If Prime Minister Narendra Modi were even a fraction of what Ramachandra Guha believes he is, this column would not exist. And if it did, I would be writing it from a prison cell – if not under house arrest, then certainly under gag order.
There is a strange new game in India’s elite drawing rooms and editorial dens: it’s called Compare Your Tyrant. The rules are simple: pick the current prime minister, draw a line to 1975, pretend there’s no difference and scream ‘Emergency!’ louder than the other panellist. This week, Guha took the trophy with his well-rehearsed claim: Narendra Modi is ‘Indira Gandhi on steroids.’. It sounds punchy. But like most performance-enhancing metaphors, it inflates more than it informs.
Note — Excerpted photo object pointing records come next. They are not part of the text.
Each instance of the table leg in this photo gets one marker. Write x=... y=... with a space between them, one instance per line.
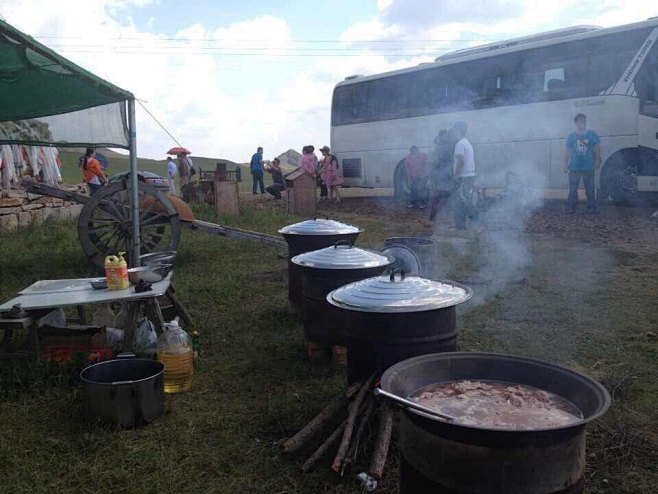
x=82 y=314
x=180 y=308
x=131 y=326
x=156 y=314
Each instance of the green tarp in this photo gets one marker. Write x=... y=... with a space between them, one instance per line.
x=36 y=82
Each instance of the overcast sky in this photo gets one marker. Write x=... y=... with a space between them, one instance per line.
x=225 y=76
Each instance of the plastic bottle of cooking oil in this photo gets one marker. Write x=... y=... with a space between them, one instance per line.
x=116 y=272
x=176 y=353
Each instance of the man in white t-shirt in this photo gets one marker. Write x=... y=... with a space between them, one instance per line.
x=171 y=175
x=464 y=173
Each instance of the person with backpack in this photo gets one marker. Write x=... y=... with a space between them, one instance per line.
x=93 y=173
x=330 y=173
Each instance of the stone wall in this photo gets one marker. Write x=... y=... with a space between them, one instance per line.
x=19 y=209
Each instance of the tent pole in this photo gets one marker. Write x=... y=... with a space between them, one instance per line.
x=132 y=142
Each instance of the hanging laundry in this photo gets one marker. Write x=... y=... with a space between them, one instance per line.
x=19 y=162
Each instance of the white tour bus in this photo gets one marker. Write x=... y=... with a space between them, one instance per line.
x=519 y=99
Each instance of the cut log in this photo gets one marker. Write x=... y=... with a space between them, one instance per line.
x=369 y=405
x=324 y=447
x=349 y=427
x=383 y=441
x=330 y=412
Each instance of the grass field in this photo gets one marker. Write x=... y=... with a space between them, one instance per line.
x=587 y=303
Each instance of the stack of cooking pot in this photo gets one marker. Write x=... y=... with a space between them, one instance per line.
x=393 y=317
x=307 y=236
x=325 y=270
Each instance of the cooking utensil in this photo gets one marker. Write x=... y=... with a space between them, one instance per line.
x=126 y=391
x=410 y=404
x=150 y=273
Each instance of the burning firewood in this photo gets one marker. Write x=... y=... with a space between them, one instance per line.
x=349 y=427
x=383 y=441
x=326 y=416
x=324 y=447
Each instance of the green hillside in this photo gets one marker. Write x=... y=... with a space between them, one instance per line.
x=120 y=163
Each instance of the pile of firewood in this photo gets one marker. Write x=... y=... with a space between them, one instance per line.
x=355 y=411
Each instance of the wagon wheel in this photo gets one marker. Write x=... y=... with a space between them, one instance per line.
x=105 y=225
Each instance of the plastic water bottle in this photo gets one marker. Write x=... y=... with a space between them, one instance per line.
x=176 y=353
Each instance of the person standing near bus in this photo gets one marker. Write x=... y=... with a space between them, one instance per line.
x=171 y=175
x=581 y=160
x=256 y=168
x=416 y=167
x=441 y=164
x=464 y=173
x=330 y=175
x=184 y=170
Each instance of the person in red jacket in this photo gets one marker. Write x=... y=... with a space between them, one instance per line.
x=94 y=175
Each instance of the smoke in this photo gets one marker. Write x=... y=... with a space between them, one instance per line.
x=496 y=252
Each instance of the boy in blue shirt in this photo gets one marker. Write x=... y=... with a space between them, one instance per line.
x=581 y=160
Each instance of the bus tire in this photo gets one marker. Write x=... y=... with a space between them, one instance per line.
x=400 y=188
x=618 y=177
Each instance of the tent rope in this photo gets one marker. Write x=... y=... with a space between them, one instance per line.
x=159 y=123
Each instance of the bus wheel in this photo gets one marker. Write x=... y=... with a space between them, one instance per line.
x=619 y=178
x=400 y=186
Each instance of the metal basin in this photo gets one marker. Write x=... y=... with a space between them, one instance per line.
x=126 y=392
x=448 y=457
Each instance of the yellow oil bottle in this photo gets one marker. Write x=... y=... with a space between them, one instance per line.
x=175 y=351
x=116 y=272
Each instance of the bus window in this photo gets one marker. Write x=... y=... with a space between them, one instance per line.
x=646 y=84
x=388 y=98
x=553 y=78
x=428 y=92
x=350 y=104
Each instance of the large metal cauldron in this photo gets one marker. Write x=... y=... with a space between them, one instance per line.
x=307 y=236
x=394 y=317
x=125 y=391
x=325 y=270
x=425 y=250
x=441 y=457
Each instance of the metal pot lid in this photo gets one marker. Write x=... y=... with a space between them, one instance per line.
x=319 y=226
x=405 y=259
x=342 y=255
x=397 y=292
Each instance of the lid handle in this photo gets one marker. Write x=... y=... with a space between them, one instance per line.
x=395 y=271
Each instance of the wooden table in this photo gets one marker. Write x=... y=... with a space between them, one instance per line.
x=42 y=297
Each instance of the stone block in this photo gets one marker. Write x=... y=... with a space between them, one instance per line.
x=37 y=216
x=47 y=213
x=76 y=209
x=24 y=219
x=7 y=202
x=15 y=210
x=9 y=223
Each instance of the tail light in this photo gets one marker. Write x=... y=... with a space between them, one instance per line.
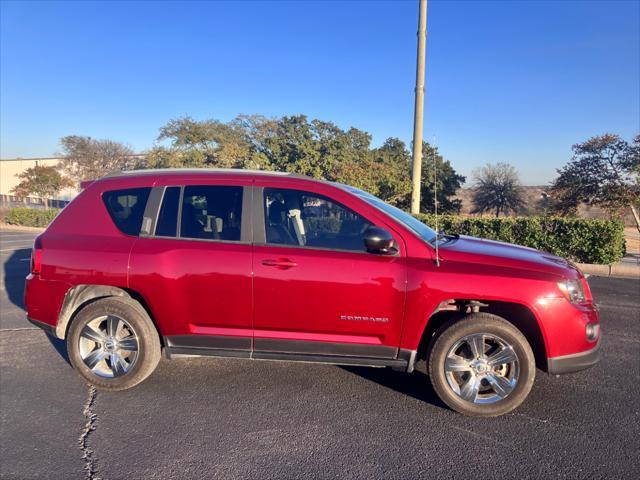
x=36 y=256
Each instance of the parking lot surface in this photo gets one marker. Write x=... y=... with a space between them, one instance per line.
x=221 y=418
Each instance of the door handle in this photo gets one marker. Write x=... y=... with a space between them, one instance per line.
x=281 y=263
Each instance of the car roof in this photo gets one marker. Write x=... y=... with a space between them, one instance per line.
x=204 y=172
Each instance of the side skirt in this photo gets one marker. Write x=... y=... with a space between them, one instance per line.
x=404 y=362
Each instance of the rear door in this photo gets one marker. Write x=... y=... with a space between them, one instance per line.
x=194 y=266
x=316 y=290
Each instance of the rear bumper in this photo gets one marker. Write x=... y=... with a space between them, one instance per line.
x=50 y=329
x=575 y=362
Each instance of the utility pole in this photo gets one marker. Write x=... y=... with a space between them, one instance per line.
x=416 y=176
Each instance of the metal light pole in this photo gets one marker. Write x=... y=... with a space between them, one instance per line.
x=416 y=175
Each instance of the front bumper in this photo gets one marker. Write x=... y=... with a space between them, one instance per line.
x=575 y=362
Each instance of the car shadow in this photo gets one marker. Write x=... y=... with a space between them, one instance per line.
x=415 y=384
x=16 y=268
x=60 y=347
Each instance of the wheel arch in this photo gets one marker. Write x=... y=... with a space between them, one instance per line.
x=519 y=315
x=80 y=296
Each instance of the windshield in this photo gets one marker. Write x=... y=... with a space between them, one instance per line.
x=423 y=231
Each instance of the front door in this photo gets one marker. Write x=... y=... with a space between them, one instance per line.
x=316 y=290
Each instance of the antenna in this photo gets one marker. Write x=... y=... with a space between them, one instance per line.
x=435 y=196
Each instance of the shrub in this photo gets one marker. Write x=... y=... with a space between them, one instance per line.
x=580 y=240
x=30 y=217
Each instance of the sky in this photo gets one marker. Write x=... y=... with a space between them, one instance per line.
x=506 y=81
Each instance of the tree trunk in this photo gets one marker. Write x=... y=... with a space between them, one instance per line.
x=635 y=216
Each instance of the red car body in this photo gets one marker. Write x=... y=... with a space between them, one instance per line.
x=248 y=298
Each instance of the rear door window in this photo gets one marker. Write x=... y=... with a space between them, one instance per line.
x=126 y=208
x=211 y=212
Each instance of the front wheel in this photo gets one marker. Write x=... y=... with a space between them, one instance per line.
x=481 y=366
x=113 y=343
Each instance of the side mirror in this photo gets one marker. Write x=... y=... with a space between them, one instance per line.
x=378 y=240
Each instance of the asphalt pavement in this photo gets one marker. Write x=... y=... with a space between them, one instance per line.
x=219 y=418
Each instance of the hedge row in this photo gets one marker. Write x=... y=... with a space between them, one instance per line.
x=31 y=217
x=580 y=240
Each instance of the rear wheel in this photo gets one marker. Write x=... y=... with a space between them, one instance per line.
x=113 y=343
x=481 y=365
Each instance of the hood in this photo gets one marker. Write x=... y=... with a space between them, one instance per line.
x=500 y=254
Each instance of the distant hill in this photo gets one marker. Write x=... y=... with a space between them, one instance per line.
x=532 y=195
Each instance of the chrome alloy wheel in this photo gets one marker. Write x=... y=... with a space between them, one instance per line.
x=108 y=346
x=482 y=368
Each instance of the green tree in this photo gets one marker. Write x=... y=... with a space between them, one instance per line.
x=604 y=171
x=44 y=182
x=497 y=188
x=296 y=144
x=193 y=143
x=85 y=158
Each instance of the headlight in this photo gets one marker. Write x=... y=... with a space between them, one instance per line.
x=572 y=290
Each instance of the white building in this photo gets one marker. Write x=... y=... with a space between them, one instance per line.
x=10 y=168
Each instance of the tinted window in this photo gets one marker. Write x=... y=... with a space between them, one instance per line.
x=126 y=208
x=211 y=212
x=295 y=217
x=168 y=218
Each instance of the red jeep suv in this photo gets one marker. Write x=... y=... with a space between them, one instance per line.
x=277 y=266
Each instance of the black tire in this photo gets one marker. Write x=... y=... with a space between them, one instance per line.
x=148 y=342
x=494 y=327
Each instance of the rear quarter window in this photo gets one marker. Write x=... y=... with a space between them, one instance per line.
x=126 y=208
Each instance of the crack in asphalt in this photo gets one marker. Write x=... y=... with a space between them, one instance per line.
x=91 y=417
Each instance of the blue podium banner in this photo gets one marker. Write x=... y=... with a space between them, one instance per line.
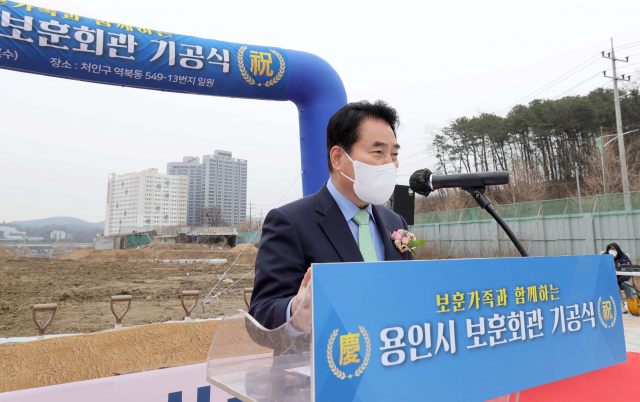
x=60 y=44
x=459 y=330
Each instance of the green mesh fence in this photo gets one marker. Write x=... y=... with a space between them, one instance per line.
x=599 y=204
x=246 y=237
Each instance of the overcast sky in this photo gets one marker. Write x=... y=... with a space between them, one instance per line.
x=433 y=61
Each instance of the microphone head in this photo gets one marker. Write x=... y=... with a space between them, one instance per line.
x=419 y=182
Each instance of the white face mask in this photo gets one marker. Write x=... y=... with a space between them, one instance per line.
x=373 y=183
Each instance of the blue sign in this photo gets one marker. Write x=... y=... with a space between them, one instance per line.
x=459 y=330
x=59 y=44
x=50 y=42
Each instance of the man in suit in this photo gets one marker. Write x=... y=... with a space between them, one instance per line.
x=339 y=223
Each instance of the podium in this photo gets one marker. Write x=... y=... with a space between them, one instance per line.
x=457 y=330
x=255 y=364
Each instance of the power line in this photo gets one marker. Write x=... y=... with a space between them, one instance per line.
x=555 y=82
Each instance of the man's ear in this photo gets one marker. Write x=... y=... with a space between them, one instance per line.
x=336 y=156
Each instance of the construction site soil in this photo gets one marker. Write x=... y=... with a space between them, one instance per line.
x=82 y=282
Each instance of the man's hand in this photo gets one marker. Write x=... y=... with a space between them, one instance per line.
x=301 y=319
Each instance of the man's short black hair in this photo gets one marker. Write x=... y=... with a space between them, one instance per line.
x=344 y=126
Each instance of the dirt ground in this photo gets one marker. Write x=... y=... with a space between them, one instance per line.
x=83 y=281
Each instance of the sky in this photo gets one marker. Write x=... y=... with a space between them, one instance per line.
x=432 y=61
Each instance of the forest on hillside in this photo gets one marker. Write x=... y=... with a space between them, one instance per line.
x=541 y=145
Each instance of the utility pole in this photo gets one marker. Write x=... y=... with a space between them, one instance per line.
x=604 y=169
x=616 y=96
x=578 y=183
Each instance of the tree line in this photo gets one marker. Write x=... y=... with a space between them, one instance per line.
x=542 y=142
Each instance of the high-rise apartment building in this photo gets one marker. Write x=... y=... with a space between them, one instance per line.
x=218 y=181
x=147 y=199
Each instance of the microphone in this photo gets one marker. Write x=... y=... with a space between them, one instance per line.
x=425 y=181
x=420 y=182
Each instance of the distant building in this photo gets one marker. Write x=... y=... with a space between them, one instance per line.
x=57 y=235
x=146 y=199
x=11 y=233
x=218 y=181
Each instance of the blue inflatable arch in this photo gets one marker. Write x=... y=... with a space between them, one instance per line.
x=50 y=42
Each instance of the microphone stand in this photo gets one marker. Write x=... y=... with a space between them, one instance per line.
x=476 y=188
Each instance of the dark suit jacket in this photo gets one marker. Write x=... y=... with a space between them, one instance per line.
x=307 y=231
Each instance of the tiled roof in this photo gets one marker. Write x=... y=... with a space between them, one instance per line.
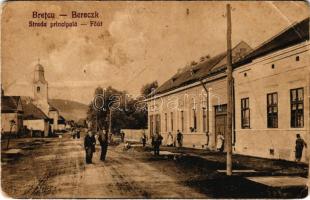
x=31 y=111
x=203 y=69
x=294 y=34
x=9 y=103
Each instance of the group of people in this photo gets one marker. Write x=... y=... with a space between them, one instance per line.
x=90 y=142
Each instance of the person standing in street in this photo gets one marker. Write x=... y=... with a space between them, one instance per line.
x=89 y=145
x=220 y=142
x=143 y=139
x=169 y=140
x=103 y=140
x=179 y=138
x=299 y=146
x=122 y=136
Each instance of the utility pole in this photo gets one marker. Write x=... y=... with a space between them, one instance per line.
x=229 y=96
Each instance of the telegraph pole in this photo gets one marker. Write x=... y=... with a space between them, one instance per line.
x=229 y=96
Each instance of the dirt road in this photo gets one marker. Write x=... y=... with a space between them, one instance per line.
x=56 y=169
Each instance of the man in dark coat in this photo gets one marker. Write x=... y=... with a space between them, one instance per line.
x=157 y=140
x=300 y=144
x=179 y=138
x=89 y=145
x=103 y=140
x=122 y=136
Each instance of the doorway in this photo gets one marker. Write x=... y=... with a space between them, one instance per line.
x=220 y=122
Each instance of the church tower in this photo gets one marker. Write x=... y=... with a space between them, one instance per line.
x=40 y=88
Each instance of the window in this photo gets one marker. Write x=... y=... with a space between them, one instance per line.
x=245 y=113
x=204 y=119
x=297 y=108
x=182 y=120
x=166 y=122
x=157 y=125
x=272 y=110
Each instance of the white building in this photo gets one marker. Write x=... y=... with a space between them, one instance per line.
x=272 y=89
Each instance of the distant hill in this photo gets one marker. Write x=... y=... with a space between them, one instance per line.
x=70 y=110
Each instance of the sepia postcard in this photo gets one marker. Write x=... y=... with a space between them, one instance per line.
x=155 y=99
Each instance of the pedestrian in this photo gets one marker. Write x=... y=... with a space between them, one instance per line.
x=300 y=144
x=220 y=142
x=169 y=140
x=103 y=140
x=143 y=139
x=122 y=136
x=157 y=140
x=89 y=145
x=73 y=132
x=179 y=138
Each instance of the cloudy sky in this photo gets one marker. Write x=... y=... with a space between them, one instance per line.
x=138 y=43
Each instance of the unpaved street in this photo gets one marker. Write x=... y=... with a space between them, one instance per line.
x=56 y=168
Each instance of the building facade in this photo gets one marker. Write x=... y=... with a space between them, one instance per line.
x=272 y=97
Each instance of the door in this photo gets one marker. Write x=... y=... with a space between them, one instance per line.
x=220 y=121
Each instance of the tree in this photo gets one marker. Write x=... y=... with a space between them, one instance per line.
x=148 y=88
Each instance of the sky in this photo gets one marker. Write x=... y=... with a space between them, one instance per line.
x=139 y=42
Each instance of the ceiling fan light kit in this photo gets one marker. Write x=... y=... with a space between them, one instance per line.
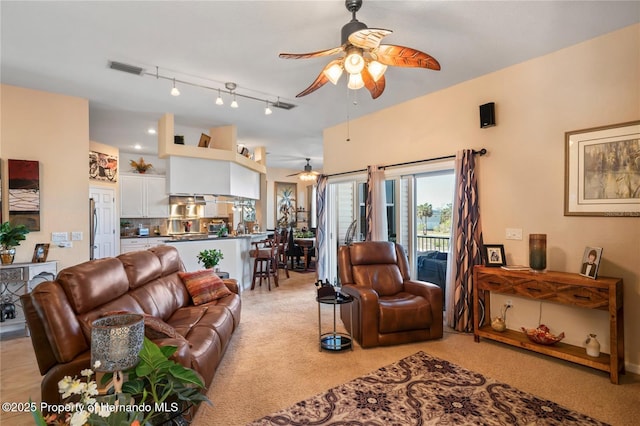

Modi is Indira’s photo-negative
Indira inherited power. Modi fought for it.
Indira suspended civil liberties. Modi gets called a dictator while being lampooned on front pages and livestreams. Indira jailed journalists. Modi gives them more column inches to curse him than they know what to do with.
If Modi were anything like Indira, the same Ram Guha wouldn’t be giving interviews comparing regimes – he would be in solitary confinement, asking for a typewriter. Thapar’s studio would be seized, and Scroll.in would be a government mouthpiece, not an anti-Modi echo chamber.
What if Modi had done an Emergency?
Let’s play the thought experiment, Guha won’t:
Journalists: jailed without charge? No, they get fellowships, awards, and bestsellers titled ‘How India became a dictatorship’.
Opposition: silenced and locked up? No, they are winning elections, forming coalitions, and accusing Modi of fascism… on TV channels.
Judiciary: neutered? No, it quotes Faiz and lectures the executive.
Press: gagged? Modi doesn’t muzzle journalists – they bark louder.
This is not tyranny. It is theatre. And Guha is cast as the narrator of a tragedy no one else is watching.
Majoritarianism with universal delivery
Guha warns of ‘galloping majoritarianism’. But under Modi, welfare has galloped to every corner of the country without caste, creed, or community filters: LPG to Muslim homes in Uttar Pradesh, houses to Dalit families in Madhya Pradesh, toilets in tribal Odisha, bank accounts in rural Bengal, highways in Kashmir, water in Naxal-hit Chhattisgarh, electricity in Assam, and Ayushman Bharat for all, no voter ID cross-checks required If this is majoritarianism, it’ has got a remarkably inclusive logistics chain.
What they hate
Guha and friends aren’t rattled by policy – they are rattled by Modi himself. No pedigree, no foreign degree, no Delhi club pass. He skipped the Oxbridge pipeline and took the Gujarat express.
He doesn’t look, sound, or behave like the kind of PM India’s intelligentsia had bookmarked. And worse, he wins. Consistently. So yes, he has a personality cult. So do Stalin, Mamata, Kejriwal. Even Guha’s Twitter fans cannot tell the difference between a history lecture and a prophecy. But only Modi is called Hitler in a kurta. Why? Because he is unapologetically rooted, rhetorically lethal, and alarmingly popular.
A decade, give or take
Guha says it will take decades to ‘undo’ Modi’s legacy. What he means is: it may take decades to restore the old order where books were reviewed by friends and governments were run by family.
But if you shout Emergency every time a non-Congress PM speaks, people stop listening. If he truly fears dictatorship, he should be the first to acknowledge its absence – the fact that he can write, speak, broadcast, and be widely published is proof that the Emergency he dreads is entirely in his mind.
Because if Modi were Indira Gandhi on steroids, Guha would not be giving interviews. He would be in solitary, waiting not for a typewriter, but for a lawyer.